I really appreciated the nomination. It was very validating for my work and also very humbling, as I was in a category with people that I see as big players in the industry. When I found out i had won, I was actually working on my short film, and was shooting when the awards were going on so I couldn’t attend in person. Then I saw all these notifications on my phone for a bunch of messages coming through congratulating me. I was like, “Okay, this is happening for real!”
That was one of those very beautiful moments in life because I was just doing me. I wasn’t paying attention to other people, I wasn’t looking for credit. I was just focusing on myself and shooting something every day that was better than the previous day. I felt very impressed by myself. My friends and family were also so happy and it was such a success. To have gone through that and to see those names surrounding your name is mind blowing. I felt so honored, and so many people voted, from back home in Nigeria, from England, my old friends and new. It was at that moment that I felt that I was actually recognized for my work as a film director, and I thank the Lord. After that, I had a party with all my crew members to celebrate, from the stylist, to the producers, and the gaffers – everyone that had worked together in the past few years.
Having worked with names such as The Governor of Africa and Oxlade Ola what do you most enjoy about your creative process?
As a video director, I like the energy. I like creating energy, I like creating bonds. When I am working with someone, I’ll take them for a drive around for inspiration and to connect. I’ll listen to their music again and again if we are shooting a music video. I’ll just listen to them and to their music. We might not be close friends, but it will create a good, positive energy so that by the time that we start shooting, it’s going to be fun.
What has been the biggest challenge that you’ve faced in your career? How did you overcome it?

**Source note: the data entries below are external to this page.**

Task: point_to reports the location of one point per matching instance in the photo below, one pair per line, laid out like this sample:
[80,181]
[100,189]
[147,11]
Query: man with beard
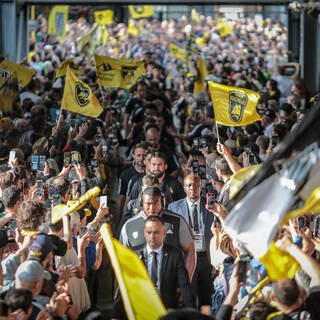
[193,209]
[178,235]
[131,175]
[152,136]
[170,187]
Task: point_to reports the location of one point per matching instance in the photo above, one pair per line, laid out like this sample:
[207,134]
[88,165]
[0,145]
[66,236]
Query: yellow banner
[78,97]
[139,296]
[224,28]
[202,73]
[62,70]
[138,12]
[7,68]
[176,51]
[118,73]
[195,17]
[234,106]
[57,21]
[104,17]
[132,28]
[61,210]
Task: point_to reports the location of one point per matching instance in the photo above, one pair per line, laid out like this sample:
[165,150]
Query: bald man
[193,209]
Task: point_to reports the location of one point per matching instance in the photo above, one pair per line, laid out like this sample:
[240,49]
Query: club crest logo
[128,72]
[82,94]
[237,104]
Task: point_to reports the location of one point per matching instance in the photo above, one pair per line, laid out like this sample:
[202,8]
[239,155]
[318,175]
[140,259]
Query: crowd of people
[155,153]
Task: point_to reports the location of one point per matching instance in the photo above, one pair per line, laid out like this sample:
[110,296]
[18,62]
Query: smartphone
[39,188]
[103,201]
[211,199]
[56,199]
[242,273]
[67,159]
[72,125]
[98,140]
[34,162]
[12,156]
[94,163]
[104,148]
[301,224]
[82,231]
[42,162]
[195,166]
[202,172]
[316,232]
[75,157]
[196,143]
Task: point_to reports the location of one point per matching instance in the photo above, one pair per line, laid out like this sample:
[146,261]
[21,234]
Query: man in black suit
[193,209]
[165,266]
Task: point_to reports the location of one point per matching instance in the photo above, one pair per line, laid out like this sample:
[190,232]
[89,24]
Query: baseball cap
[40,247]
[32,270]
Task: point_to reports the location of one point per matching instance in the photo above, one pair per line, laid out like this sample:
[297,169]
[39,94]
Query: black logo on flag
[127,71]
[82,94]
[237,103]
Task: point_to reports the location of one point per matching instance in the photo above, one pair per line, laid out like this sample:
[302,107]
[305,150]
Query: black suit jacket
[173,275]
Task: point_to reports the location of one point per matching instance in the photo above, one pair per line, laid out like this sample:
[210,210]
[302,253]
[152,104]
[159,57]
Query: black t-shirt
[310,309]
[130,175]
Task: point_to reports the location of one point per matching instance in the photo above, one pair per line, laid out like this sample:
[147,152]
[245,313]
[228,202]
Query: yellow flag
[138,12]
[62,70]
[234,106]
[311,206]
[7,68]
[224,28]
[9,98]
[132,28]
[280,265]
[57,21]
[139,296]
[176,51]
[195,17]
[104,17]
[118,73]
[78,98]
[61,210]
[240,178]
[202,73]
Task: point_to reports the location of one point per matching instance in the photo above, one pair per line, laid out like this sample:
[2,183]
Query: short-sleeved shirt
[178,235]
[309,310]
[128,176]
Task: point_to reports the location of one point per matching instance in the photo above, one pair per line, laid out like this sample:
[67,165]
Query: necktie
[154,268]
[194,212]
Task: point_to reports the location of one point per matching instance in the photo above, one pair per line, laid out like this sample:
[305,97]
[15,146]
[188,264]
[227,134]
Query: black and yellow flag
[57,21]
[202,73]
[234,106]
[104,17]
[118,73]
[9,98]
[176,51]
[138,12]
[78,97]
[62,70]
[7,68]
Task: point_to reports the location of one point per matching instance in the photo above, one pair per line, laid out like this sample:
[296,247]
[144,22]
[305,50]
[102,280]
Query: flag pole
[218,137]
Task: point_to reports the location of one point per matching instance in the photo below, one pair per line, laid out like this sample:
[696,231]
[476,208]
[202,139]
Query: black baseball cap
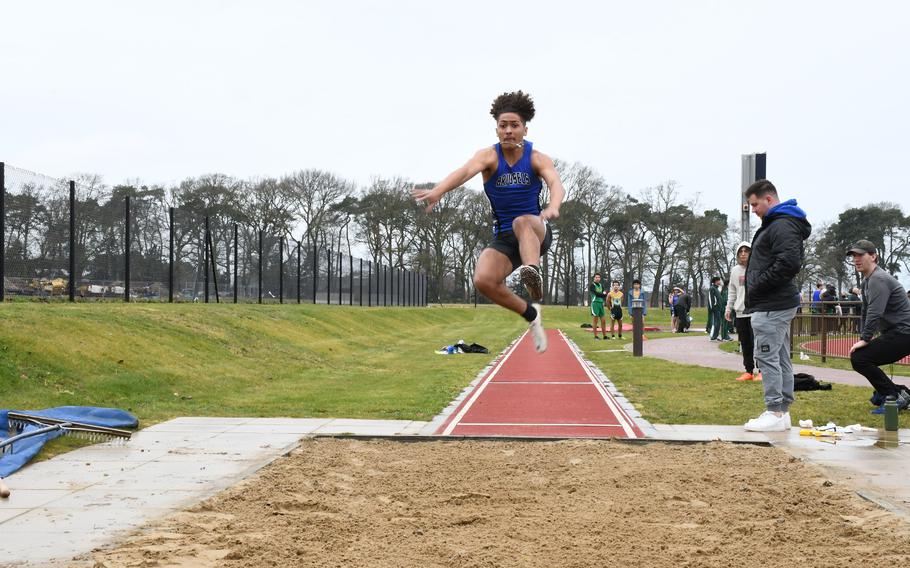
[861,246]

Being in this industry is challenging, daily. So many times you’ll be shooting and something happens to the camera, a lens blurs, a memory card is not working, a drone smashes, a car breaks down. So filming is challenging all on its own. When I want to go film something, I pray before, in the name of Jesus Christ, please let today be peaceful. Let me just shoot this thing with no problems, no arguments. But you face those challenges. And you know that no matter how hard they get, you will definitely do it. I make up my mind and I motivate myself more and more. It comes down to having discipline, determination and hard work, while sticking to your vision. A lot of the time there are so many ideas, but to actually make them come to life in a beautiful and structured and balanced and centered way, that’s a skill.
What has been the highlight of your career so far?
Apart from the award, I’ve been blessed to work with some very talented people. I’ve worked with White Lion. I’ve worked with Capital, I’ve worked with Legendary, I’ve worked with Slim, Governor of Africa, Replika, and that’s helped me to become even better. I’m always creating energy, I’m always working to get the energy right, and when you work with the right people that becomes easy. It’s a collective thing. If the energy is not right, there’s always something that’s going to go wrong.
Any advice that you can share with young, aspiring video directors?
This is some advice that I received from someone that I am a big fan of. Keep shooting. Just keep shooting, just keep creating things. Don’t stop. Shoot something every day, even if you are only using a small camera, keep creating. This is how you can show people what you can do. And use social media. That was how I was able to start working – I sent messages to people, I met up with them, and it made it much easier. Being in the creative industry sometimes doesn’t have a lot of structure to it. So you need to make your own path, and it’s only when you start to do the work and start to walk that the path appears. So keep creating, every day.